Türkiye’de sayıları 204’e ulaşan üniversitelerimiz hitap ettiği eğitimini üstlendiği gençlerin sayıları bakımından bence çok değil. Dünyadaki diğer ülkelere baktığınızda örneğin Avrupa’daki Fransa ile mukayese ettiğimizde, Almanya, İtalya, ABD ile mukayese ettiğimizde milyon kişi başına düşen üniversite sayısı az. Bu şu demek değil, daha fazla dükkan açar gibi üniversite açmaktan bahsetmiyoruz fakat uluslararası alanda meydana gelen gelişmeleri diğer ülkelerin yükseköğretim alanları onların yükseköğretime ulaşmak isteyen gençlere bakışları ve sunduğu imkanları yakından takip ediyoruz. Türkiye’de yükseköğretim kurumlarının halihazırdaki durumu sayı açısından bakıldığında tartışmaya açık bir konu olmakla beraber çok olmadığını söylemek isterim.

Bugün lise mezunlarının yüzde 32’si yükseköğretime katılıyor. Bu ABD’de bu oran yüzde 70. Avrupa ülkeleri ile de mukayese ettiğinizde bu oranların ciddi rakamlara ulaştığını görüyoruz. Üniversiteye katılmak bakımından da Türkiye’de lise mezunlarının yaklaşık yüzde 32’sinin üniversiteye katıldığını söylememiz mümkün.
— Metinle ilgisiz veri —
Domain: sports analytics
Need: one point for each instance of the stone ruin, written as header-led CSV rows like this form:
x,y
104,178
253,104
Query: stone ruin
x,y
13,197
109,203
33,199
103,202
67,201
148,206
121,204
Dünya ortalamaları ve OECD ortalamaları ile baktığımızda Türkiye yükseköğretim kurumlarının sayısı açısından abartıldığı sayılarda olduğunu söylemek zor.

Türkiye, son yıllarda bunu ifade etmem lazım, son 20 yılda bilhassa büyükşehirlerin dışında kalan şehirlerde sayın Cumhurbaşkanımız Recep Tayyip Erdoğan’ın gayretleri ile Anadolu’nun pek çok iline üniversite açabilme imkanına kavuştuk.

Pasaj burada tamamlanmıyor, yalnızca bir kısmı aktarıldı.